Deploying to App Engine

After you finish testing, you can deploy to App Engine:

To deploy to App Engine:

  1. From the main project directory, helloendpoints/, invoke the command

    mvn appengine:update
    
  2. Follow the prompts: when you are presented with a browser window containing a code, copy it to the terminal window.

  3. Wait for the upload to finish, then visit the URL you specified above for the Authorized Javascript Origins (https://your_project_id.appspot.com).

    If you don't see the web client app, or if the client doesn't behave as expected, check for a successful deployment.
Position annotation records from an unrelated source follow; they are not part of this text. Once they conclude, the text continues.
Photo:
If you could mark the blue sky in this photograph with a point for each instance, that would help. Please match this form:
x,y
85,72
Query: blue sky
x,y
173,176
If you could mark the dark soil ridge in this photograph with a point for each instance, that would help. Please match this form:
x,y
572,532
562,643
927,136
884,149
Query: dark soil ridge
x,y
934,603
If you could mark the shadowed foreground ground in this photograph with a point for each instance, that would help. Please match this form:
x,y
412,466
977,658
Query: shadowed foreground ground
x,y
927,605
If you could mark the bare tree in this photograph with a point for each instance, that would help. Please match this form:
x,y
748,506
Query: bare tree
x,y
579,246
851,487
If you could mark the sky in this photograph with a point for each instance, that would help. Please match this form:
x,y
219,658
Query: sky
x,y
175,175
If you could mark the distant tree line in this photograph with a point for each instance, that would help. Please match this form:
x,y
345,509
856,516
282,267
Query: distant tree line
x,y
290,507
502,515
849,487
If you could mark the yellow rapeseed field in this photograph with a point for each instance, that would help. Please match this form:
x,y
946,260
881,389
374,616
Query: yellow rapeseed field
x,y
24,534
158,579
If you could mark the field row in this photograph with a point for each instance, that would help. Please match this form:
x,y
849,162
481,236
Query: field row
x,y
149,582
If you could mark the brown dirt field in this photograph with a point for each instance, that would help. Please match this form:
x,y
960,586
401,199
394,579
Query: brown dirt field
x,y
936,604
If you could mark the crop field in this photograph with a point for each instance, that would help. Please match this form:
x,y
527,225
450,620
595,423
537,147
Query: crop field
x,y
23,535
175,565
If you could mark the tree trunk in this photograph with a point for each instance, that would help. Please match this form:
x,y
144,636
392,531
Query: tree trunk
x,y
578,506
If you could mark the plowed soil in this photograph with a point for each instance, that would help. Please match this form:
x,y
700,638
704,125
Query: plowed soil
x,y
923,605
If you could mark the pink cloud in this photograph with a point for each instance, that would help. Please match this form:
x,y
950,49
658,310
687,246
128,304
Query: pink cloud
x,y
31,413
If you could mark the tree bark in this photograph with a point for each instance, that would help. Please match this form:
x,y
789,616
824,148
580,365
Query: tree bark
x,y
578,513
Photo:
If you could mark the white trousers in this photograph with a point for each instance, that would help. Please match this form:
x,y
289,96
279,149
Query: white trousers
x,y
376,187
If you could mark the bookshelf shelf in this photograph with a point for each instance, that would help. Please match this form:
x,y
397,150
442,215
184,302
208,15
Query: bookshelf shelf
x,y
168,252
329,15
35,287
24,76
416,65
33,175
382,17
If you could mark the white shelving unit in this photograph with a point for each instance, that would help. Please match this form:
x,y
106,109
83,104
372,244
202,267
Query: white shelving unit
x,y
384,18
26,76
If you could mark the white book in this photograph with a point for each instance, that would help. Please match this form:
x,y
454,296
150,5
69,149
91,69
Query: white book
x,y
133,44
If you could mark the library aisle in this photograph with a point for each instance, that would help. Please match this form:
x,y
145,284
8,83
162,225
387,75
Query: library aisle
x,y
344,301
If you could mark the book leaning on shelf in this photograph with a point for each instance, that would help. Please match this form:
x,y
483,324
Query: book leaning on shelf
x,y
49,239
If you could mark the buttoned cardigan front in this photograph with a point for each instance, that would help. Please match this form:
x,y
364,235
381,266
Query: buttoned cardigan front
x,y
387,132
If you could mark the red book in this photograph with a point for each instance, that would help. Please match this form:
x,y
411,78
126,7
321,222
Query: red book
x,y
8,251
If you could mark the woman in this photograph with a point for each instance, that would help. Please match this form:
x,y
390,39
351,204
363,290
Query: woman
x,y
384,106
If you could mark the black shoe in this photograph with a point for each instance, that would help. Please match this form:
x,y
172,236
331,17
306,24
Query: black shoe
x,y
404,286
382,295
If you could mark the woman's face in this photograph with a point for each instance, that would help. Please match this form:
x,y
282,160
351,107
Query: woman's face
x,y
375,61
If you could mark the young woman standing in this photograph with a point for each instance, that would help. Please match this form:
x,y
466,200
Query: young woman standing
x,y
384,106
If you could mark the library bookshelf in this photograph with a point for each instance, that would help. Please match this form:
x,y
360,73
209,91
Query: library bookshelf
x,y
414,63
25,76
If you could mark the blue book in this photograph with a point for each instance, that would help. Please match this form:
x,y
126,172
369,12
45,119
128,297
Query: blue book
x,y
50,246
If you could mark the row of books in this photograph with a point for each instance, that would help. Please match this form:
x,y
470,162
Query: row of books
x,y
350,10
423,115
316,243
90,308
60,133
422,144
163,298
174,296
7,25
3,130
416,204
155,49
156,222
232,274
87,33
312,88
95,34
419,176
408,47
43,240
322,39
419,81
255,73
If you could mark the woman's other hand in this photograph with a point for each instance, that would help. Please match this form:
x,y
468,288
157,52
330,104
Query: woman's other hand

Hello Endpoints code walkthrough

In this part of the tutorial, you'll learn more about the code in the sample backend API.

Imports

The following imports are needed for the backend API, in Greetings.java:

package com.example.helloendpoints;

import com.google.api.server.spi.config.Api;
import com.google.api.server.spi.config.ApiMethod;
import com.google.api.server.spi.response.NotFoundException;
import com.google.appengine.api.users.User;

import java.util.ArrayList;

import javax.inject.Named;

You must always import com.google.api.server.spi.config.Api because you must always annotate your API class with @Api, as shown in the snippet. This sample also imports com.google.api.server.spi.config.ApiMethod to illustrate its use in changing the name of a method, but this is optional; all public methods of the class with the @Api annotation are automatically exposed in the backend API.

The sample imports com.google.appengine.api.users.User because it has a method protected by OAuth 2.0. The import import javax.inject.Named is required for the request parameters.